Febrile illnesses that pose symptoms similar to malaria are of particular concern in malaria-endemic countries. Patients who present symptoms such as fever, nausea, and headache are often suspected to have malaria before a diagnosis is even made, due predominantly to malaria's high prevalence in these regions. The tragedy lies in the fact that patients who test negative for malaria are often given antimalarial drugs and considered to have malaria despite their diagnosis(Mabey, Peeling, Ustianowski, & Perkins, 2004). The over-prescription of antimalarials fosters an environment for continued emergence of drug resistance, unnecessarily taxes healthcare systems, and most importantly, worsens the patient's condition. Clinicians in malaria-endemic countries are presented with a dilemma when a patient with symptoms similar to malaria is discovered to actually not have the disease through commonly used diagnostics such as with Rapid Diagnostic Tests (RDTs) and microscopic blood smears. On one hand, they know that their patient most likely does not have malaria based on the tests, however they do not have the diagnostic means to explore the possibility of other diseases and know missing a case of malaria is considered unforgivable. Clinicians must make an important decision at this junction based on limited information, the consequences of which could have severe effects on the patient. Some clinicians will opt to treat all cases of fever, nausea, and headache as malaria and indiscriminately prescribe anti-malarial drugs, consequently ensuring that no case of malaria goes unaddressed. The ramifications of such practice can be tremendous, as we have seen in Uganda, Tanzania, and Sudan (Mabey, Peeling, Ustianowski, & Perkins, 2004). Others must ask themselves the question, "if it's not malaria, then what is it?". Unfortunately, clinicians who fear the consequences of over-prescription and wish to consider alternative diagnoses are left with very few diagnostic options due to limited time and resources.

We at iGEM Calgary have devoted our summer towards a solution to this problem.

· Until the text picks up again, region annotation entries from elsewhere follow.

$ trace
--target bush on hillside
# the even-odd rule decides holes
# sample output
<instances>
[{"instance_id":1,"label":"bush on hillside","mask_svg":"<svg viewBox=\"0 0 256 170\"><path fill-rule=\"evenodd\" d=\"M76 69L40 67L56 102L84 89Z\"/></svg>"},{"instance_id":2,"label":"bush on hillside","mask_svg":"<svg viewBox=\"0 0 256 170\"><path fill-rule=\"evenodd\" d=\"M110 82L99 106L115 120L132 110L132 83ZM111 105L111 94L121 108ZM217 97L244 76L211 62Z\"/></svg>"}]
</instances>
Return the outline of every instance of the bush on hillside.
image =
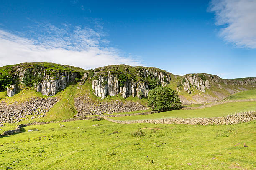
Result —
<instances>
[{"instance_id":1,"label":"bush on hillside","mask_svg":"<svg viewBox=\"0 0 256 170\"><path fill-rule=\"evenodd\" d=\"M149 91L148 106L153 110L164 111L179 109L181 103L176 92L160 87Z\"/></svg>"},{"instance_id":2,"label":"bush on hillside","mask_svg":"<svg viewBox=\"0 0 256 170\"><path fill-rule=\"evenodd\" d=\"M118 81L119 82L119 85L121 87L125 86L126 81L127 81L127 78L126 75L124 74L120 74L118 75Z\"/></svg>"},{"instance_id":3,"label":"bush on hillside","mask_svg":"<svg viewBox=\"0 0 256 170\"><path fill-rule=\"evenodd\" d=\"M0 74L0 85L1 85L1 89L7 89L8 87L13 84L14 82L13 78L8 73Z\"/></svg>"}]
</instances>

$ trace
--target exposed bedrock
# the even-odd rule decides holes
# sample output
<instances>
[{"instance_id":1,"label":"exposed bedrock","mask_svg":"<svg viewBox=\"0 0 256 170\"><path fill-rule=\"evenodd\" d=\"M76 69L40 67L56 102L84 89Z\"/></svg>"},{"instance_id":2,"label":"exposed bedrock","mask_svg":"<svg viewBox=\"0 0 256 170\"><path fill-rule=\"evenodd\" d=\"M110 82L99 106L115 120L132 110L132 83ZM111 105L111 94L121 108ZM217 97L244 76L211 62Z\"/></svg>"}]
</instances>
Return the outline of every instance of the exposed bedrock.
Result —
<instances>
[{"instance_id":1,"label":"exposed bedrock","mask_svg":"<svg viewBox=\"0 0 256 170\"><path fill-rule=\"evenodd\" d=\"M18 68L17 69L17 71L19 72L20 82L22 82L25 73L27 70L31 71L29 68L23 69L22 68ZM74 81L78 75L78 73L76 72L56 72L56 70L54 70L49 71L56 72L54 74L49 75L42 67L40 71L33 73L33 76L36 76L40 74L43 76L43 80L35 85L35 89L38 92L47 96L53 96L60 90L64 89L68 83Z\"/></svg>"},{"instance_id":2,"label":"exposed bedrock","mask_svg":"<svg viewBox=\"0 0 256 170\"><path fill-rule=\"evenodd\" d=\"M97 80L92 80L92 89L96 96L102 98L108 95L115 96L120 93L124 98L132 96L141 99L142 97L147 98L148 95L148 85L144 80L146 78L149 76L158 79L164 87L171 80L170 74L159 70L141 68L136 74L136 75L140 77L140 80L128 80L123 87L121 87L117 75L108 71L106 74L99 75Z\"/></svg>"}]
</instances>

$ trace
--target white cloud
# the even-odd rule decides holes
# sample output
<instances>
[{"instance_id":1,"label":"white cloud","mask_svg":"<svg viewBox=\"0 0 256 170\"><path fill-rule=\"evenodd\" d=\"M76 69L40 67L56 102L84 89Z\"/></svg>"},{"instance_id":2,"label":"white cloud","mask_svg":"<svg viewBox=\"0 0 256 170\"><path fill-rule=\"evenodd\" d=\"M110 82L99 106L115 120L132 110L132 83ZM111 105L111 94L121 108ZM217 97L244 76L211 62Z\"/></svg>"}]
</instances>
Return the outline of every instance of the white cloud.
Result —
<instances>
[{"instance_id":1,"label":"white cloud","mask_svg":"<svg viewBox=\"0 0 256 170\"><path fill-rule=\"evenodd\" d=\"M38 23L26 37L0 30L0 66L24 62L51 62L84 69L110 64L142 65L108 46L102 32L69 24L59 28ZM36 35L36 36L35 36Z\"/></svg>"},{"instance_id":2,"label":"white cloud","mask_svg":"<svg viewBox=\"0 0 256 170\"><path fill-rule=\"evenodd\" d=\"M220 35L240 48L256 48L256 0L212 0L209 10L216 24L223 25Z\"/></svg>"}]
</instances>

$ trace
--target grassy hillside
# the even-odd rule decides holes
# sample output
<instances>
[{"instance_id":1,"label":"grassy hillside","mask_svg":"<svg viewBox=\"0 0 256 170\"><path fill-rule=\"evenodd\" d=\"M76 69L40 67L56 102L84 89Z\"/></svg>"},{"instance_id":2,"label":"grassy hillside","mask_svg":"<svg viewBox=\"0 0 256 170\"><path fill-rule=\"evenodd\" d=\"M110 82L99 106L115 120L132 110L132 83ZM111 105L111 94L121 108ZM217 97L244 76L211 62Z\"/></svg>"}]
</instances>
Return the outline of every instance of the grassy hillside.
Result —
<instances>
[{"instance_id":1,"label":"grassy hillside","mask_svg":"<svg viewBox=\"0 0 256 170\"><path fill-rule=\"evenodd\" d=\"M1 138L0 169L256 168L255 121L208 126L96 123L99 126L81 120L64 122L61 128L59 123L29 126ZM28 132L34 129L39 130ZM134 136L138 131L141 135Z\"/></svg>"},{"instance_id":2,"label":"grassy hillside","mask_svg":"<svg viewBox=\"0 0 256 170\"><path fill-rule=\"evenodd\" d=\"M256 89L245 91L228 96L227 100L256 99Z\"/></svg>"},{"instance_id":3,"label":"grassy hillside","mask_svg":"<svg viewBox=\"0 0 256 170\"><path fill-rule=\"evenodd\" d=\"M24 69L32 68L35 65L37 64L44 67L46 71L50 70L66 70L72 72L77 72L82 74L87 71L81 68L70 65L52 63L50 62L23 62L20 64L16 64L13 65L9 65L0 67L0 73L6 70L15 71L17 68L22 68Z\"/></svg>"},{"instance_id":4,"label":"grassy hillside","mask_svg":"<svg viewBox=\"0 0 256 170\"><path fill-rule=\"evenodd\" d=\"M211 118L225 116L248 111L256 110L256 101L233 102L216 105L203 109L179 110L151 115L113 118L120 120L160 119L164 118Z\"/></svg>"}]
</instances>

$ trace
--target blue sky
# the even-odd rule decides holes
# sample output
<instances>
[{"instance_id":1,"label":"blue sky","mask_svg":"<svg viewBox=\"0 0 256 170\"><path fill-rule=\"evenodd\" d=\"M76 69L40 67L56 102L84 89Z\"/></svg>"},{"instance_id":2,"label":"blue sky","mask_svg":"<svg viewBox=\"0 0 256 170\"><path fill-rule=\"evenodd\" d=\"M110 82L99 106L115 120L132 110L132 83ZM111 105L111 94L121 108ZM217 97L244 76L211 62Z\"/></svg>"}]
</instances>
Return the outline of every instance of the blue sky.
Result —
<instances>
[{"instance_id":1,"label":"blue sky","mask_svg":"<svg viewBox=\"0 0 256 170\"><path fill-rule=\"evenodd\" d=\"M154 67L256 77L256 2L0 0L0 66Z\"/></svg>"}]
</instances>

We propose a diagnostic test capable of evaluating the presence of several diseases in parallel, thus opening the door to more routes of treatment and allowing the physician to make an informed decision with treatment. Additionally, in cases of a patient being co-infected with both malaria and different febrile illnesses - a common occurrence in malaria-endemic countries - our device will facilitate the diagnosis of all diseases instead of just one. Current malaria diagnostic methods do not offer this feature, which may lead to dangerous situations. For example, if a co-infected patient is given a malaria RDT and tests positive, the clinician may make the assumption that the patient only has malaria and remain unaware of other infections. Our device was not designed to replace existing gold standard diagnostics that are in use in these regions. Instead, our objective was to offer a comprehensive and affordable diagnostic option that tests for multiple diseases as economically as possible. We researched a wide spectrum of infectious diseases symptomatically similar to malaria and also common in malaria-endemic countries, and decided to target the following diseases:

  • Typhoid fever
  • Dengue fever
  • Meningitis
  • Pneumonia
  • Visceral leishmaniasis

This is not to say, however, that our device is limited specifically to these diseases. Our device was designed with modularity and customization in mind. By simply switching a few DNA sequences within our genetically engineered B. subtilis our device has the potential to detect virtually any pathogen present in a blood sample whose genome has been sequenced and made available in public repositories. Based on which diseases are common in certain regions of the world, we can modify our device to detect those diseases of interest before shipping it to the end-user. The true strength of our device lies its adaptability for different geographic areas and situations. Think of our device as the utility knife of diagnostics, affordable and ready for any situation.